Published on November 5th, 2011 | by Biz Books0
The Biz Interview: Andrea Loewen of “Les Petites Taquines”
Andrea Loewen is one of the performers in the new production, When I Was, Qui Je Suis. She spoke with us about how the contemporary dance work was created and the background of Les Petites Taquines.
What inspired you to form Les Petites Taquines?
Les Petites Taquines started a few years back when a friend of ours was putting on a fundraiser cabaret and looking for acts. I didn’t really know Jackie Faulkner and Linsy Rotar at that time, but we all wanted to do a dance in the show, and the organizers teamed us up. We needed to think of a name so that we could be properly introduced at the cabaret, and since we were doing a goofy/flirty version of Wilkommen from Cabaret, we picked Les Petites Taquines (French for ‘the little flirts’). We enjoyed dancing together so much that we just started getting together once a week to work on random pieces together. Then a while later I was putting on a show with another friend (Francine Dulong) and we got Les Petites Taquines on board to perform. That’s when we decided to stop messing around and create our own show together. Francine officially joined the company, and we’ve spent the past year since then creating this show as well as performing in another fundraising cabaret.

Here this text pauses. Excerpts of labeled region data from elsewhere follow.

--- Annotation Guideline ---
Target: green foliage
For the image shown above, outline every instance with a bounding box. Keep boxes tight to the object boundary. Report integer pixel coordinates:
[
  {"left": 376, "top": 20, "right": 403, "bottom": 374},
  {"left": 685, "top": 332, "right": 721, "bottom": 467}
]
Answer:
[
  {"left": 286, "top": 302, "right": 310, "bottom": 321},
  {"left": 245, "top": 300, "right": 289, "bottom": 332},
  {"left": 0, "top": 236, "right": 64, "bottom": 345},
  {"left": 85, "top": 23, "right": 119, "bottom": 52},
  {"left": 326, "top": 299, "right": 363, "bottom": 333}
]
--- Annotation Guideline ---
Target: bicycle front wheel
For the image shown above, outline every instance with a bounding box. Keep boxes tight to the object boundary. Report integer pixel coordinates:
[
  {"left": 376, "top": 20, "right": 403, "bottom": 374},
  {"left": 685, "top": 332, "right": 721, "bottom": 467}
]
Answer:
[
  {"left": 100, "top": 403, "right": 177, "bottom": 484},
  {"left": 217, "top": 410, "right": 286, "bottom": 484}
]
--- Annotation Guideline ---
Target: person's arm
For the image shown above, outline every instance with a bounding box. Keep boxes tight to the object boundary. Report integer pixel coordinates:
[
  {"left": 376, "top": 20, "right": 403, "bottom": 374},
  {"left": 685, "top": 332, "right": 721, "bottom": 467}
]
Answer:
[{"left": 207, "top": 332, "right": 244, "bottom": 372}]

Pacific Theatre is known primarily for its theatre productions. How does the overall creative approach change when you’re preparing a dance production vs. a traditional stage production?
Well, we aren’t really doing this show as Pacific Theatre, but are lucky enough to use the theatre as a venue (it might help that I’ve been working at Pacific Theatre as publicist for the past few years!) The big difference for me between creating this dance show and other theatre projects, however, is the process. Generally with theatre you start with a script, gather a cast, and work to bring that story to life. The main focus of the process is to tell a pre-existing story. This show, on the other hand, began with a couple of dances that we were working on and then we found that we could fit them together into a cohesive whole. The story grew out of the creation of the dances, and the entire thing was a completely collaborative experience.
While When I Was, Qui Je Suis has a substantial creative element to it, there are a number of underlying themes to the story. What are the most important messages and ideas that you want to convey to the audience?
I don’t know if we have any specific message we’re trying to convey with the show, although there are some recurring themes. The overall story arc of the show follows the life of a girl through four stages, each stage represented by a fantasy and reality piece. What wound up happening is that in each phase the girl finds herself left alone, expectations defeated, and must find a way to pick herself up again. I guess that’s what life is for us – not to sound melodramatic or depressing, but with each phase of life we have expectations of what it’s going to be like. Those are the fantasy, whether it’s imagining your first love, or your first time moving out on your own and getting a “real job”, we get really worked up and excited about how amazing our lives are going to be. When reality hits it’s usually not what we expected, and that’s when the stuff life is really made of sets in: picking yourself up, figuring out where you’re at, and finding the joy in who you are no matter what’s going on in life.
Which artists and performers have been inspirational for Les Petites Taquines in shaping your vision?
I can’t speak for the other girls, but some of my top artistic crushes in Vancouver and abroad are people who make things happen for themselves: Lucia Frangione, the Itsazoo crew, and Reid Farrington. Of course, I can’t leave out my childhood hero Karen Kain. Seeing her dance live when I was 12 years old was inspirational.
What other projects are you and the other members of Les Petites Taquines preparing for the future?
That’s exactly what we’re trying to figure out! This is our first major creation as a company, and we’re all busy theatre artists in other areas as well. I have my own theatre production company (Xua Xua Productions) as well as working for Pacific Theatre, Jackie’s a busy actress, Linsy is a technical director for TWU as well as a properties manager all over town, and Francine is an actress, singer, and director. We all have plans with our own personal projects coming up in Fall, but we’ll definitely be dancing together again in the future. I know I’ve got plans to create a dance theatre show to The Five Ghosts by Stars, and would love it to be an LPT production.